How to reliable tell the uploaded file type (text or binary)?

1.3k Views Asked by At

I have an application where users should be able to upload a wide variety of files, but I need to know for each file, if I can safely display its textual representation as plain text.

Using python-magic like

m = Magic(mime=True).from_buffer(cgi.FieldStorage.file.read())

gives me the correct MIME type.

But sometimes, the MIME type for scripts is application/*, so simply looking for m.startswith('text/') is not enough.

Another site suggested using

m = Magic().from_buffer(cgi.FieldStorage.file.read())

and checking for 'text' in m.

Would the second approach be reliable enough for a collection of arbitrary file uploads or could someone give me another idea?

Thanks a lot.

2

There are 2 best solutions below

5
On

What is your goal? Do you want the real mime type? Is that important for security reasons? Or is it "nice to have"?

The problem is that the same file can have different mime types. When a script file has a proper #! header, python-magic can determine the script type and tell you. If the header is missing, text/plain might be the best you can get.

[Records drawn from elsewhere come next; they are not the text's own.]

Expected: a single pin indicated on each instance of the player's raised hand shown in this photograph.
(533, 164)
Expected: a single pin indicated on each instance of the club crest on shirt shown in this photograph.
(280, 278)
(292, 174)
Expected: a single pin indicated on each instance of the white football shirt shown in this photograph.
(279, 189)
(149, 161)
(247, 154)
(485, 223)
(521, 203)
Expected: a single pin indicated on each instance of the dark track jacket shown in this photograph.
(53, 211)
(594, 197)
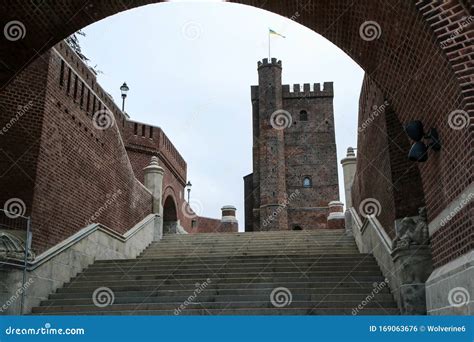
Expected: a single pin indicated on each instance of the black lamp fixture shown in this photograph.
(419, 150)
(124, 89)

This means there is no general "will always work" magic solution (despite the name of the module). You will have to sit down and think what information you can get, what it means and how you want to treat it.

The secure solution would be to create a list of mime types that you accept and check them with:

allowed_mime_types = [ ... ]
if m in allowed_mime_types:

That means only perfect matches are accepted. It also means that your server will reject valid files which don't have the correct mime type for some reason (missing header, magic failed to recognize the file, you forgot to mention the mime type in your list).

Or to put it another way: Why do you check the mime type of the file if you don't really care?

[EDIT] When you say

I need to know for each file, if I can safely display its textual representation as plain text.

then this isn't as easy as it sounds. First of all, "text" files have no encoding stored in them, so you will need to know the encoding that the user used when they created the file. This isn't a trivial task. There are heuristics to do so but things get hairy when encodings like ISO 8859-1 and 8859-15 are used (the latter has the Euro symbol).

To fix this, you will need to force your users to either save the text files in a specific encoding (UTF-8 is currently the best choice) or you need to supply a form into which users will have to paste the text.

When using a form, the user can see whether the text is encoded correctly (they see it on the screen), they can fix any problems and you can make sure that the browser sends you the text encoded with UTF-8.

If you can't do that, your only choice is to check for any bytes below 0x20 in the input with the exception of \r, \n and \t. That is a pretty good check for "is this a text document".

But when users use umlauts (like when you write an application that is being used world wide), this approach will eventually fail unless you can enforce a specific encoding on the user's side (which you probably can't since you don't trust the user).

[EDIT2] Since you need this to check actual source code: If you want to make sure the source code is "safe", then parse it. Most languages allow to parse the code without actually executing it. That would give you some real information (because the parsers know what to look for) and you wouldn't need to make wild guesses :-)

4
On

After playing around a bit, I discovered that I can propably use the Magic(mime_encoding=True) results!

I ran a simple script on my Dropbox folder and grouped the results both by encoding and by extension to check for irregularities.

But it does seem pretty usable by looking for 'binary' in encoding.

I think I will hang on to that, but thank you all.